How to Create a Fall Protection Plan

As covered in our previous article, Everyone Needs Fall Protection, a fall protection plan is usually a regulatory requirement and is required in situations where there is the potential for employees to fall three meters or more or where a fall shorter than three meters is likely to result in injury.

It is the responsibility of the employer to identify all areas where falls can happen and to oversee the development of a fall protection plan.

Additionally the employer needs to provide necessary training to staff to ensure they understand their role and what they need to do in case of an accident, and that they have access to the necessary equipment in good working condition.

Supervisory staff, as the eyes on the ground, should assist in the creation of the fall protection plan. With a unique understanding of the individual workers training and knowledge they can ensure all the affected staff understand and can carry out the plan that is created.

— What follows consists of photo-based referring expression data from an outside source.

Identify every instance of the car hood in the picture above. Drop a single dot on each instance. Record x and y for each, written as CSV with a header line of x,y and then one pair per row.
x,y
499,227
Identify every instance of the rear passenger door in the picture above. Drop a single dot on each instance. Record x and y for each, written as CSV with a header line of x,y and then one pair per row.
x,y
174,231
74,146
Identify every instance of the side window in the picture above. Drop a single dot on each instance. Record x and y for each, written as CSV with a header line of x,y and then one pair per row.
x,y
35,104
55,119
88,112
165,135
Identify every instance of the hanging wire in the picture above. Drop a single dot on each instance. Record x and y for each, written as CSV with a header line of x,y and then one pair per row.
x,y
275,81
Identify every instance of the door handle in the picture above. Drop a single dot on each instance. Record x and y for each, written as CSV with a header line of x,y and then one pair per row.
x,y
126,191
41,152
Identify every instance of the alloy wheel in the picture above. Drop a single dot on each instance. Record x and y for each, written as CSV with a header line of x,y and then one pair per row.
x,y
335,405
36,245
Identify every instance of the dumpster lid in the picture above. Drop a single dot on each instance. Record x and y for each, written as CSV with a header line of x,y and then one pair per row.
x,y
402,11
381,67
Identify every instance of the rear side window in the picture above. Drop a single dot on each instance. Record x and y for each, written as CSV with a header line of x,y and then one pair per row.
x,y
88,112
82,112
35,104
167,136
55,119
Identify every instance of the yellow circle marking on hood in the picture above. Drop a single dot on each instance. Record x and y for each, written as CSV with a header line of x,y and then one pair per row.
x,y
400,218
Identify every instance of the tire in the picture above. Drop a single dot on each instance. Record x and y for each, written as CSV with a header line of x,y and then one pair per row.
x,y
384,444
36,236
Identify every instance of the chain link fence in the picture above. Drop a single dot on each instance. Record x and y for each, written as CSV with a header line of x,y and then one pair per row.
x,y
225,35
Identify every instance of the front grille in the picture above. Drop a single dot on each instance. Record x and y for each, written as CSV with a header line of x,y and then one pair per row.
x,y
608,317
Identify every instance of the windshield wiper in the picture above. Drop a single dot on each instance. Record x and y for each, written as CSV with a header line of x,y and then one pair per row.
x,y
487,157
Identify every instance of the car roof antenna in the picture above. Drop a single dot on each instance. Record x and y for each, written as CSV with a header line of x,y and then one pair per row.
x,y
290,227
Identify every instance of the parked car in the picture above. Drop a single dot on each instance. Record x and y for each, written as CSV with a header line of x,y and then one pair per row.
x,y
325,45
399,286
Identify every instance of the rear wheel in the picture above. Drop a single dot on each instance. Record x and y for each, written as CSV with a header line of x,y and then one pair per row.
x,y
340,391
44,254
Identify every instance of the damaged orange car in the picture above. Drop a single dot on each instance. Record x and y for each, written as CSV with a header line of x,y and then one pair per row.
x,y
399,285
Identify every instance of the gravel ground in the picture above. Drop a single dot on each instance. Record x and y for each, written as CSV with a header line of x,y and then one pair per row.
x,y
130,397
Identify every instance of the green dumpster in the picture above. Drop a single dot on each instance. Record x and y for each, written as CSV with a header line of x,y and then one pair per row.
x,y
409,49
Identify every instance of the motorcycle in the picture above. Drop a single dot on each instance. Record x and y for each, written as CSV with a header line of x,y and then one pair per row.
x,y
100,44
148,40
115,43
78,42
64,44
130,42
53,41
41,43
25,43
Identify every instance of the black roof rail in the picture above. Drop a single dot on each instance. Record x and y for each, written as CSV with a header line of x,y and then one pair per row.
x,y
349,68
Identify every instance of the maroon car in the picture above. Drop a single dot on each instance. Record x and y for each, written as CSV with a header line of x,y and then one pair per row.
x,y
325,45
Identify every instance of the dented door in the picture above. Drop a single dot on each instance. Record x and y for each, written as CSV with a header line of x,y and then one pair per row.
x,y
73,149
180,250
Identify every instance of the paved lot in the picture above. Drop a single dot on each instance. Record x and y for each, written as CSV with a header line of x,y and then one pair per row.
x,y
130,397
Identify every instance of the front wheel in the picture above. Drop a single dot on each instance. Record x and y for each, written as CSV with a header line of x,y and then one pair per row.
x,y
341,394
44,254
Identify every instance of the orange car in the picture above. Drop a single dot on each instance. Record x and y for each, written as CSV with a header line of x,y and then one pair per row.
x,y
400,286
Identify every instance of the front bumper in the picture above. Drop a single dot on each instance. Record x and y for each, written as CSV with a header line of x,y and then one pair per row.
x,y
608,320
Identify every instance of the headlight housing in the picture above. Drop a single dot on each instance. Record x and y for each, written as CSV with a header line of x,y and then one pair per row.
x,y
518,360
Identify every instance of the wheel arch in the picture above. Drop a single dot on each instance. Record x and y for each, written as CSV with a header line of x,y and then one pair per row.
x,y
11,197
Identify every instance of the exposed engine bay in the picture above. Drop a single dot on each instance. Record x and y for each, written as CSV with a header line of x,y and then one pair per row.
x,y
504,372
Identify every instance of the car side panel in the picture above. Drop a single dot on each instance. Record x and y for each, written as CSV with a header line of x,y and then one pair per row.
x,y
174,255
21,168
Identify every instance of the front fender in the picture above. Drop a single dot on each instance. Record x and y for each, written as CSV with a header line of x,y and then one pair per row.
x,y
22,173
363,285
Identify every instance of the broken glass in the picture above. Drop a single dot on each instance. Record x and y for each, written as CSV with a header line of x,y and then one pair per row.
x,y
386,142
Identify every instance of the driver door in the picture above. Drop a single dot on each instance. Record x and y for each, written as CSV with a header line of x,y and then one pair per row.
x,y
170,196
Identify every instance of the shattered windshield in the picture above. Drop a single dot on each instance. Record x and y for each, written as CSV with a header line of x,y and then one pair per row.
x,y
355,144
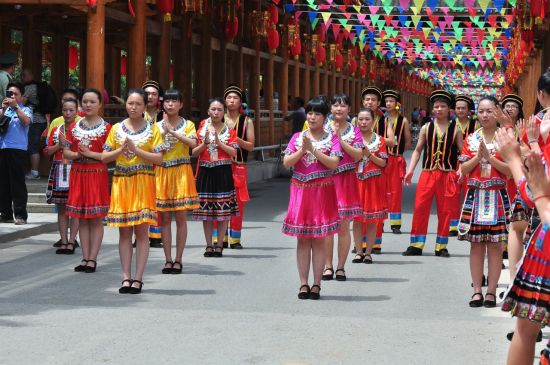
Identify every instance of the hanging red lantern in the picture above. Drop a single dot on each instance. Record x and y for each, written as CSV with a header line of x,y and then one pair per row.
x,y
231,28
166,7
273,12
273,39
123,65
338,61
296,48
321,54
73,57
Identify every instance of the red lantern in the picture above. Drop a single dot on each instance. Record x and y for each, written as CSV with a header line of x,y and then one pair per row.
x,y
296,49
273,14
73,57
231,28
321,54
123,65
166,7
338,61
273,39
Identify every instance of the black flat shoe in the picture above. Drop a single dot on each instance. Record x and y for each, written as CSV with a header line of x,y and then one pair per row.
x,y
167,270
328,276
358,258
484,282
442,253
176,270
490,303
208,251
80,268
412,251
90,269
218,251
304,294
510,335
339,277
125,289
315,295
476,303
133,289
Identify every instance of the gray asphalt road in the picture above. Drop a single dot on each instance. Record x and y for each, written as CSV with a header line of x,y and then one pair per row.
x,y
242,308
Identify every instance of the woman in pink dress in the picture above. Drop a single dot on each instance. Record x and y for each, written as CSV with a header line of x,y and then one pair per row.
x,y
312,214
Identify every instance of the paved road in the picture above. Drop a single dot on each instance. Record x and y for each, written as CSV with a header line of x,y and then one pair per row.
x,y
242,308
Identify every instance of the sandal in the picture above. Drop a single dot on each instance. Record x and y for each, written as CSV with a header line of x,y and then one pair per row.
x,y
168,270
368,259
125,289
358,258
328,276
218,251
476,303
136,290
315,295
209,251
304,294
340,277
490,303
176,270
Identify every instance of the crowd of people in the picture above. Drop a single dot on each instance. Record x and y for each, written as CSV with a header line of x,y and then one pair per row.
x,y
486,169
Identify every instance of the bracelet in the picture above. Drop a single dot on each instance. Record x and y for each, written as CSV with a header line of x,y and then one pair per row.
x,y
540,197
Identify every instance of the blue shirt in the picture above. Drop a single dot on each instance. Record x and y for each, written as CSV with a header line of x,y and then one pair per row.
x,y
17,135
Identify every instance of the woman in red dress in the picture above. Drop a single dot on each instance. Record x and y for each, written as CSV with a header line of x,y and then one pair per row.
x,y
89,196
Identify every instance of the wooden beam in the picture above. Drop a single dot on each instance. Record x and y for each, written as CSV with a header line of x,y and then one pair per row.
x,y
137,47
96,47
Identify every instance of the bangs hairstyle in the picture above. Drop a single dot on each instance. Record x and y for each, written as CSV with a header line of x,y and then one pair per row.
x,y
341,99
366,110
544,81
70,100
140,92
317,105
173,94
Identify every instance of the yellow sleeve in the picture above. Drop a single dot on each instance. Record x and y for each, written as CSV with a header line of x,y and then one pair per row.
x,y
156,144
110,143
190,131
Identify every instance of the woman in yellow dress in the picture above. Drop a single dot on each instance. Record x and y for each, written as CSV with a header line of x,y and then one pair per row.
x,y
176,191
135,145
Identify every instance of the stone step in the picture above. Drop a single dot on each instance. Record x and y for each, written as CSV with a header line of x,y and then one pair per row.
x,y
40,208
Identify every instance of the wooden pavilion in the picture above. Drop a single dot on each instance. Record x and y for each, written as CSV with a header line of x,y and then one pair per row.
x,y
189,45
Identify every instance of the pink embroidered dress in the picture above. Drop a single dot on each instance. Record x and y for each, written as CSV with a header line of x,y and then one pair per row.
x,y
345,181
313,205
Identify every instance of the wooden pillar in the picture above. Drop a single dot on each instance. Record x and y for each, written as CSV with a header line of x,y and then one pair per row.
x,y
204,82
164,53
307,76
183,66
255,92
316,80
333,81
137,50
268,97
296,79
324,88
95,44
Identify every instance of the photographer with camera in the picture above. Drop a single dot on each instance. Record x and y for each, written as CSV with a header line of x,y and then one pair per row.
x,y
15,119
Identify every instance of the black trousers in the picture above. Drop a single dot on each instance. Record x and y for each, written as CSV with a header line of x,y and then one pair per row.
x,y
13,190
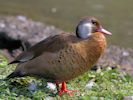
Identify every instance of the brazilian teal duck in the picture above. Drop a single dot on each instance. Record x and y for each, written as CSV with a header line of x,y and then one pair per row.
x,y
63,57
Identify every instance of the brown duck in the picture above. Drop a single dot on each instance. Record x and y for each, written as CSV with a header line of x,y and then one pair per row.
x,y
63,57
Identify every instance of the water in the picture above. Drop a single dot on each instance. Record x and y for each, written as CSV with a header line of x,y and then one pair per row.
x,y
115,15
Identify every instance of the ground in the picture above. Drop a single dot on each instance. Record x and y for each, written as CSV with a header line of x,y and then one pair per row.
x,y
102,84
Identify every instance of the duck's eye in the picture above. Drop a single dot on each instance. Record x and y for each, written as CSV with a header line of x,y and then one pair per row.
x,y
94,22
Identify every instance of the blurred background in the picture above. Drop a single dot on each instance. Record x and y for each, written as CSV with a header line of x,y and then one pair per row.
x,y
115,15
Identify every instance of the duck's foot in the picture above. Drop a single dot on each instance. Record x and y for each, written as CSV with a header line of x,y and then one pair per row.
x,y
64,90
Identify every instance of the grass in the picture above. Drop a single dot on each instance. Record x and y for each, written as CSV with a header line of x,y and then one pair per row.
x,y
109,84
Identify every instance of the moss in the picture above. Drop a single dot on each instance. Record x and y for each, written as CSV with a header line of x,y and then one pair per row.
x,y
109,84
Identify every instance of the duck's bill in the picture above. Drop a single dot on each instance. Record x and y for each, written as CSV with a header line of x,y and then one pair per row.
x,y
105,31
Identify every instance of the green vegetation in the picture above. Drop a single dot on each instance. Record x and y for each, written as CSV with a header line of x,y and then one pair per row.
x,y
110,84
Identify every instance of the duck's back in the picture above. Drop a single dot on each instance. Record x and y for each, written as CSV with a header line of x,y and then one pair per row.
x,y
62,57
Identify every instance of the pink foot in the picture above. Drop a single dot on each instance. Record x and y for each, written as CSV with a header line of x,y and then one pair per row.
x,y
64,90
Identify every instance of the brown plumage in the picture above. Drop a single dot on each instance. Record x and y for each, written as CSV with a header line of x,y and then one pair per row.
x,y
63,57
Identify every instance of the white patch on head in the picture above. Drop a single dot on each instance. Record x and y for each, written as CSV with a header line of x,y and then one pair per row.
x,y
85,30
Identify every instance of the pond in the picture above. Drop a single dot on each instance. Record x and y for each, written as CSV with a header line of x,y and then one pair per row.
x,y
115,15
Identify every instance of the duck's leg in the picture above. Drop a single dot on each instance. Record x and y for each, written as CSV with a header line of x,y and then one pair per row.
x,y
65,90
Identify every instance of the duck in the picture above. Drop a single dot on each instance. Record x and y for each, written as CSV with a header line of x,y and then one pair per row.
x,y
63,57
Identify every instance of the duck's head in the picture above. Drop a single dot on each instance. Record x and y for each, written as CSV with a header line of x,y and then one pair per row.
x,y
87,26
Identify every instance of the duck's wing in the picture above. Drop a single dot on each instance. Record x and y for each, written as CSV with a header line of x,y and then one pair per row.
x,y
50,44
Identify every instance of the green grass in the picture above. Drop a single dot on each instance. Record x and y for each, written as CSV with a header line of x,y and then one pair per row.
x,y
110,84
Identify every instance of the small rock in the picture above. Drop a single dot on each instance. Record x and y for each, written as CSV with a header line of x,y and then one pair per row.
x,y
128,98
32,86
125,53
51,86
90,84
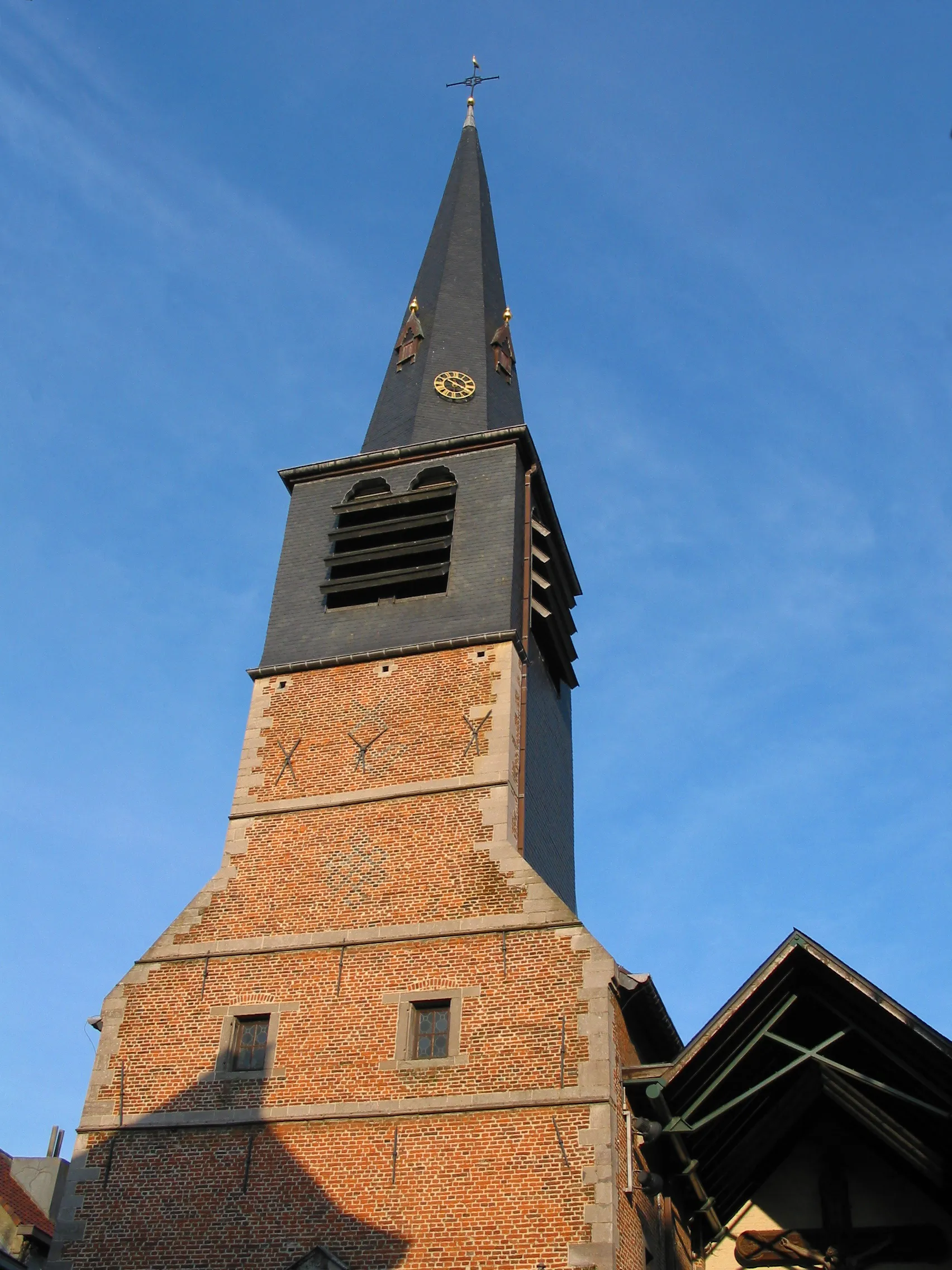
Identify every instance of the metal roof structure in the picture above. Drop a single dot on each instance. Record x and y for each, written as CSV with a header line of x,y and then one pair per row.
x,y
804,1037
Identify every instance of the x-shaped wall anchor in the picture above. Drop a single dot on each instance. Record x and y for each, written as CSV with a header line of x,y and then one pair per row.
x,y
475,731
361,761
287,765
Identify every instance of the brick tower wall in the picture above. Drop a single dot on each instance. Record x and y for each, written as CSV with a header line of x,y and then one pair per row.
x,y
370,860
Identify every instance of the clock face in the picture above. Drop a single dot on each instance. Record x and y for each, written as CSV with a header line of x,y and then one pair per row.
x,y
455,385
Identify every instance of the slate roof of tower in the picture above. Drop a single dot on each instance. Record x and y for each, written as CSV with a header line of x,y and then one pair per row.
x,y
461,304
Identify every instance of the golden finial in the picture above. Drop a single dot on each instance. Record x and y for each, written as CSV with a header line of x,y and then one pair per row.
x,y
472,82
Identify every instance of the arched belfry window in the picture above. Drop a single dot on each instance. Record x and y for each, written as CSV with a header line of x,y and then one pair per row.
x,y
391,547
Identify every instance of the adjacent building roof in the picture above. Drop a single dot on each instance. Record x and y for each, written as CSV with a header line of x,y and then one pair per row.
x,y
804,1034
18,1203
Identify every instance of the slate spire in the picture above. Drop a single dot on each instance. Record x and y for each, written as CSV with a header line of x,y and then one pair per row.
x,y
452,323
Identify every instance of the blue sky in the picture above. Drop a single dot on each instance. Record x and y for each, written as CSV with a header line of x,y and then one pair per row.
x,y
725,236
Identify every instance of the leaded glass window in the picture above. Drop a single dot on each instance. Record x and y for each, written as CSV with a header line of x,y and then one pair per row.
x,y
250,1044
432,1029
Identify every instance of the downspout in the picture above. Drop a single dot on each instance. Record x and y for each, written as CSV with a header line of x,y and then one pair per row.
x,y
525,634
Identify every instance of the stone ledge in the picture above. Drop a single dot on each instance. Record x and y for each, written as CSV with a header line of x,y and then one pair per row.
x,y
492,925
508,1100
244,808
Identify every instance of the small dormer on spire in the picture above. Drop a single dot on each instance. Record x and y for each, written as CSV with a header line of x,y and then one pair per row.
x,y
502,346
410,338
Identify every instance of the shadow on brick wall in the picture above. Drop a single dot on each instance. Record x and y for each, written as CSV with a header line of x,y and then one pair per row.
x,y
236,1197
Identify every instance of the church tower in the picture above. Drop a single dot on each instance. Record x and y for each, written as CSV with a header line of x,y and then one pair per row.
x,y
381,1037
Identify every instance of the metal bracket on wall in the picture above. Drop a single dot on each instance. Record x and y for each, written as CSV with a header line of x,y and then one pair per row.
x,y
287,765
475,738
361,761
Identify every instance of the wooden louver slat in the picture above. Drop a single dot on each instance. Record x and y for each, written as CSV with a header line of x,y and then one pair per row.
x,y
389,545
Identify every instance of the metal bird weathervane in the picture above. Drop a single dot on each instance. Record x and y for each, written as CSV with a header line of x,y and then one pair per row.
x,y
473,80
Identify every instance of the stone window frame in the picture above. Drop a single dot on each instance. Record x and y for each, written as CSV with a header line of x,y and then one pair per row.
x,y
403,1048
229,1016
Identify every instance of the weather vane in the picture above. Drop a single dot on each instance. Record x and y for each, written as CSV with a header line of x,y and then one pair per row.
x,y
473,80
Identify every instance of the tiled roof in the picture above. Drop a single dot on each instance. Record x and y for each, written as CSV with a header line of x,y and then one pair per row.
x,y
17,1202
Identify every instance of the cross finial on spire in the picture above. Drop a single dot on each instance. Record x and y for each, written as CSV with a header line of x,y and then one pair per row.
x,y
472,82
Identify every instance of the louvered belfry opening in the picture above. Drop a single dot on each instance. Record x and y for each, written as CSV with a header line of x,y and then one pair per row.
x,y
391,547
553,601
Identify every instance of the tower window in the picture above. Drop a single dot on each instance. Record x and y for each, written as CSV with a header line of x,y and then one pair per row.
x,y
250,1044
391,547
431,1029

Although each province has its own regulations fall protection plans will look pretty similar no matter where in Canada you’re located. The fall protection plan should include the following:

  • Site address and description
  • Site specific fall hazards
  • The type of fall protection to be used
  • Inspection records
  • Safety checklist
  • Rescue procedures
  • Worker sign off

In addition to the site address and description the first section should also state the date the plan comes in to effect, who the employer is, and the specific work area within the address.

The site specific fall hazards section should attempt to be as accurate as possible and include specifics about hazards, for example what kind of slope exists, what objects might create a hazard on the ground, how high it is and even the proximity to power lines.

Types of fall protection can be general, needing only to identify if fall restraints, fall arrests, or a temporary guardrail system is being used. More specific information will exist in the inspection section.

Inspection records should note the exact type of equipment, what it is used for, and when it was last inspected to ensure it is in good working condition.

The safety checklist will include items which will always be on site . If any of these items are missing work should be halted until they can be replaced. This includes items such as first aid kits, safety headgear, and barricades.

The rescue procedures should detail how a worker will be rescued once the safety equipment has done its job. For example, if, after a fall, a worker is suspended three feet in the air from a harness how will they be brought back to the ground?

Finally the fall protection plan must have every worker sign off on it. This is to ensure they have all read it, and understand what is required from them in order to maintain a safe work space.

Work Safe Alberta and Work Safe BC provide templates which can be used to create a fall protection plan.